「北京では金を」北島Vの雄たけびが原動力 競泳男子平泳ぎのハンセン

隣のコースで優勝した北島康介(きたじま・こうすけ)(日本コカ・コーラ)が上げた雄たけび、こぶしをたたきつけて上げた水しぶき。4年前の屈辱は忘れられない。アテネ五輪競泳男子百メートル平泳ぎで2位に敗れた26歳のブレンダン・ハンセン(米国)にとって、この記憶が北京五輪への原動力となっている。
二百メートルでも3位に終わったアテネの後、北島の叫び声を頭から離さないように決め、練習では常に最大の力を出した。「2度と同じ失敗はしたくなかった」と臨んだ翌2005年の世界選手権(モントリオール)では百メートルで北島に競り勝った。「厳しい練習が実を結んだ。北島が自分の中の最高の力を引き出してくれた」と胸を張った。

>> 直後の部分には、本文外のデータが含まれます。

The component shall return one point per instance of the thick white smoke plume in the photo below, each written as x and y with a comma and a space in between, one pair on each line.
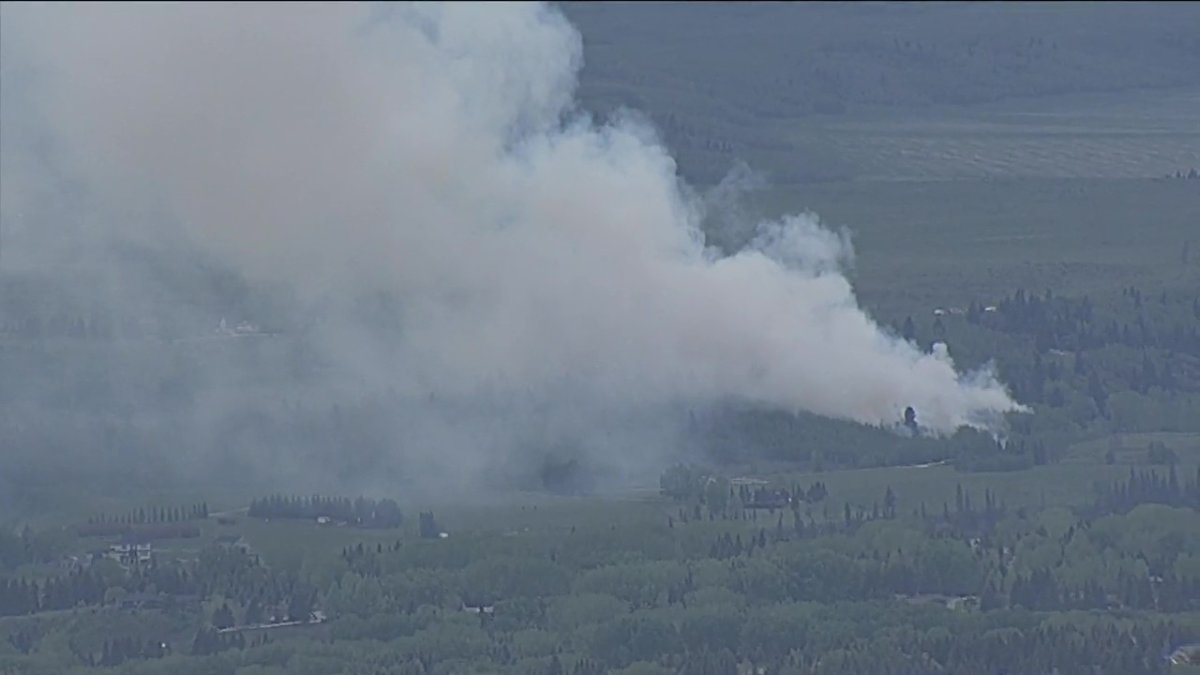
433, 153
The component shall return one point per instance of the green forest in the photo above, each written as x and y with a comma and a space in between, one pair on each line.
1020, 187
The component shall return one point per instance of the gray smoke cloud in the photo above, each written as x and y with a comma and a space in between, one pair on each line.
550, 269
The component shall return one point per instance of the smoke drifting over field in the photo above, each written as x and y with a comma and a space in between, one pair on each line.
549, 269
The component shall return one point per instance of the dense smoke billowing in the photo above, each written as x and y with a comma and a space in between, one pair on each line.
549, 274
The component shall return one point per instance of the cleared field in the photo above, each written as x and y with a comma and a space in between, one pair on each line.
1145, 135
924, 244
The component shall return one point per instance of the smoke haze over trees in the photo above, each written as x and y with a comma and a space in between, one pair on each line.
411, 201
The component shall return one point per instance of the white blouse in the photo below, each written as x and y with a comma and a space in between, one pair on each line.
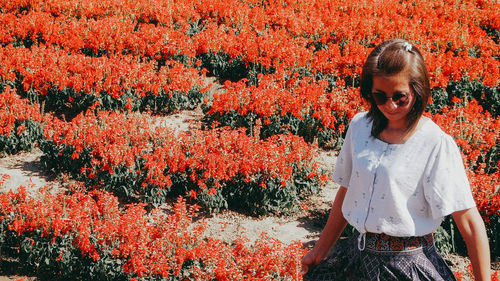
400, 189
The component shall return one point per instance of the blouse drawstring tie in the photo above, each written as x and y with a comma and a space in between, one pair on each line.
361, 239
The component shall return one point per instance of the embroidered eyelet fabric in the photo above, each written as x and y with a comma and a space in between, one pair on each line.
400, 189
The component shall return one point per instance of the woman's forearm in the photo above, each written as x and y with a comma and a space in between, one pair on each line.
473, 231
334, 226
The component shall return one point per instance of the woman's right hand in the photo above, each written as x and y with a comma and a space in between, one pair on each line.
310, 260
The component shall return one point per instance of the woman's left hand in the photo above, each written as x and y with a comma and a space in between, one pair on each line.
472, 228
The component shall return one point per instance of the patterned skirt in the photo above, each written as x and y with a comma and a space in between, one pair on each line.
383, 258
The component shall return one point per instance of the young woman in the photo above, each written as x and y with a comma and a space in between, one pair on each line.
400, 175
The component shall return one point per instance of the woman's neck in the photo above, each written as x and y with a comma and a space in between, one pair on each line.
397, 132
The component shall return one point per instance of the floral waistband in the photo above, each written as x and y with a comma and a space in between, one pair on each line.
386, 243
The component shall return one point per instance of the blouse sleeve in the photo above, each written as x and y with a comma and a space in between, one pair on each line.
343, 166
446, 185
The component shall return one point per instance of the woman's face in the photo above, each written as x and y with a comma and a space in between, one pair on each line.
393, 96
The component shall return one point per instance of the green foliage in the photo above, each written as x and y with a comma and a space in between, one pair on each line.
25, 141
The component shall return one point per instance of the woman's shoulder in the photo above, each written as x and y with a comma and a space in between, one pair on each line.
433, 134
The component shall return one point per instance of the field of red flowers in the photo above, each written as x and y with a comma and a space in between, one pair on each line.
88, 82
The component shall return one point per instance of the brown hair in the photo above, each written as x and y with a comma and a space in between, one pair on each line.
390, 58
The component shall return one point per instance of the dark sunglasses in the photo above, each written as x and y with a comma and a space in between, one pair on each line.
399, 98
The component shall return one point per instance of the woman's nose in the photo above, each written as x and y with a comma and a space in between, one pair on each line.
390, 104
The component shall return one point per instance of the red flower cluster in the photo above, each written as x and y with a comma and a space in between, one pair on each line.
115, 140
476, 133
41, 69
153, 244
15, 109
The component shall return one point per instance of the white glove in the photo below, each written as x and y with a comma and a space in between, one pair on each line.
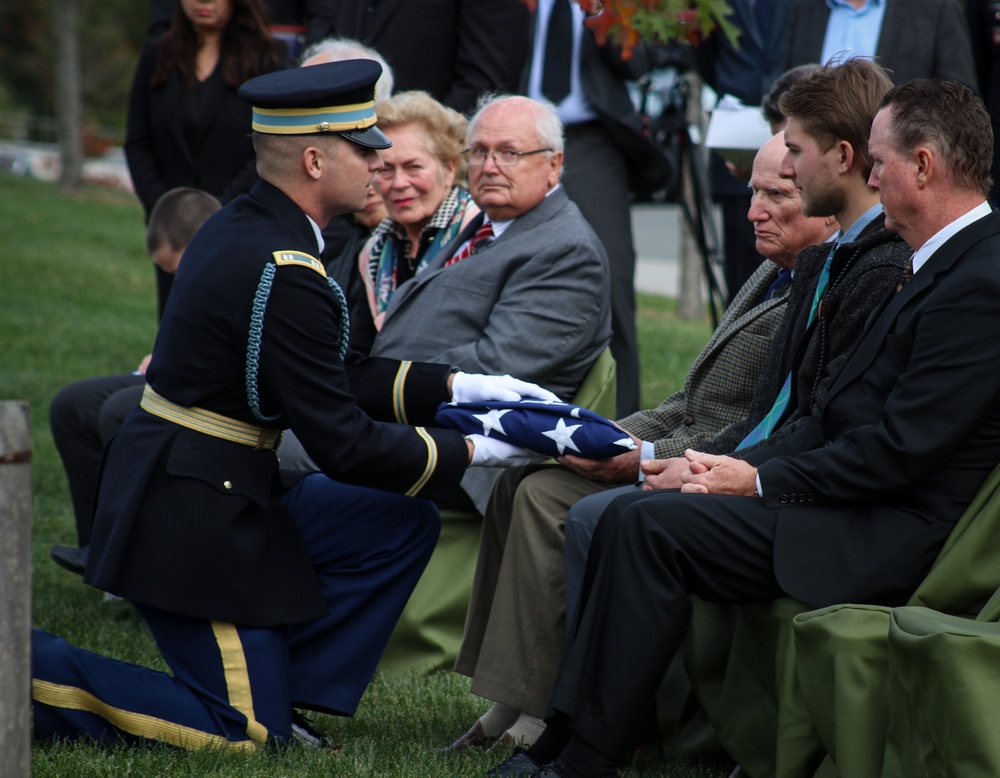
491, 452
474, 387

北島とは世界の水泳界で指折りのライバル関係にある。アテネで2冠を獲得した後、意欲減退と体調不良に苦しんだ北島とは対照的に歩みを緩めなかった。06年パンパシフィック選手権(カナダ・ビクトリア)では二百メートルで北島に大差をつけ、2分8秒50の世界新記録をマーク。アテネでの北島と同じように水しぶきを上げ「ウオー」と叫んだ。国際大会での個人種目で自身初の世界記録樹立に「五輪への扉が開けた」と自信をつけた。
この4年間、2種目とも世界記録保持者の座を維持し、タイムでは世界一だ。最大の不安はアテネで見せた精神面のもろさ。最初のレースの百メートル予選で北島に好タイムを出されてペースをつかめず「彼(北島)のレースをしてしまった」と自分を見失った。昨年の世界選手権(メルボルン)は百メートルで北島に勝ったが、二百メートルは棄権した。
自分の弱さを克服したとき、頂点が待っている。